This study presents a versatile approach integrating various neural network architectures with a focus on classifying architectural works. To address the lack of suitable datasets in the literature, a custom dataset has been created and made publicly available. The study aims to determine the most effective model, taking into account fine details in architectural styles. In this context, a comparative analysis has been conducted on four different convolutional neural network (CNN) architectures, including a baseline model trained from scratch and models using transfer learning methods with VGG, ResNet, and EfficientNet architectures. Through experiments, the EfficientNet architecture was fine-tuned, achieving an accuracy of %84.65 for 3 architects and %74.08 for 16 architects. Additionally, the two obtained models were used as feature extractors to visualize relationships among architects in a 2D space using the t-SNE dimension reduction technique. These promising results indicate that these techniques can significantly contribute to architectural style analysis and serve as valuable tools for creating innovative designs through the use of generative artificial intelligence.

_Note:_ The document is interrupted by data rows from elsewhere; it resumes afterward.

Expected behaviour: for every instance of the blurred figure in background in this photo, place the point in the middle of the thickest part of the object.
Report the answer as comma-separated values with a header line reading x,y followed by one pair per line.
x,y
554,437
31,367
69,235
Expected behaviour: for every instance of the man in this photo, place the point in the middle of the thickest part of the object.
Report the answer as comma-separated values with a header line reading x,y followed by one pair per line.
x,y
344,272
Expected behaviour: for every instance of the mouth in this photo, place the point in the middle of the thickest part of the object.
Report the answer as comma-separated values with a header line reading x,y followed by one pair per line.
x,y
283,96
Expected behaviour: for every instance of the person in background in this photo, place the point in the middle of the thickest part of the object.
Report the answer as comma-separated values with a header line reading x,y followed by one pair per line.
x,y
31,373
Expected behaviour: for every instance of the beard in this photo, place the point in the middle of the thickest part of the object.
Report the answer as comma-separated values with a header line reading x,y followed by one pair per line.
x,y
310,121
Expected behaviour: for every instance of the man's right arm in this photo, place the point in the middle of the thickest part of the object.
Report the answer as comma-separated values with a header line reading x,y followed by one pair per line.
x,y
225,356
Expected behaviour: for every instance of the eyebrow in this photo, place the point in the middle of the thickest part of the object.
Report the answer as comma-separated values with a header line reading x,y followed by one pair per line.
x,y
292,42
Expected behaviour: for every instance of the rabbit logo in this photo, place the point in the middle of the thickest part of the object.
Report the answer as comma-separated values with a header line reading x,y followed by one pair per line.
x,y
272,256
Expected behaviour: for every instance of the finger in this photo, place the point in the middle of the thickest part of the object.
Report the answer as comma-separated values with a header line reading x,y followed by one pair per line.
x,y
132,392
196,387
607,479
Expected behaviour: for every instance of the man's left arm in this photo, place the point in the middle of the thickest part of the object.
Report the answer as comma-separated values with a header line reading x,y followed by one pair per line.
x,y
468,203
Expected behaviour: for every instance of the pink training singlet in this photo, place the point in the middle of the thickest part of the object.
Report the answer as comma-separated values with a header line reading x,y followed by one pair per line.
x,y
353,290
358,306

The primary goal is to understand the evolution of architectural styles during the specified historical periods. The study delves into the distinctive styles of architects who played key roles in shaping the First and Second National Architectural Movements.
For more in-depth details, you can read our published paper: Architectural Works of the Early Republic Period from an Artificial Intelligence Perspective, presented at the 2024 32nd Signal Processing and Communications Applications Conference (SIU), Mersin, Turkiye.
- Architects-All Dataset: Hugging Face - Architects-All Dataset
- Architects-Top Dataset: Hugging Face - Architects-Top Dataset
- Trained Models: Hugging Face - Trained Models
- Architects-Top Dataset Accuracy: 84.65%
- Architects-All Dataset Accuracy: 74.08%
- 0.43 silhouette score for the clustering
Watch our video for a concise overview of our study:
All code is available in the Jupyter Notebook classify_arch.ipynb.
- Enhance the Dataset: Integrate more architectural datasets to improve generalization.
- Explore Advanced Neural Network Architectures: Investigate models with Transformer and attention mechanisms for further innovation.
- Generative AI and Practical Application: Apply the trained model to support architects in design processes while exploring connections with generative AI.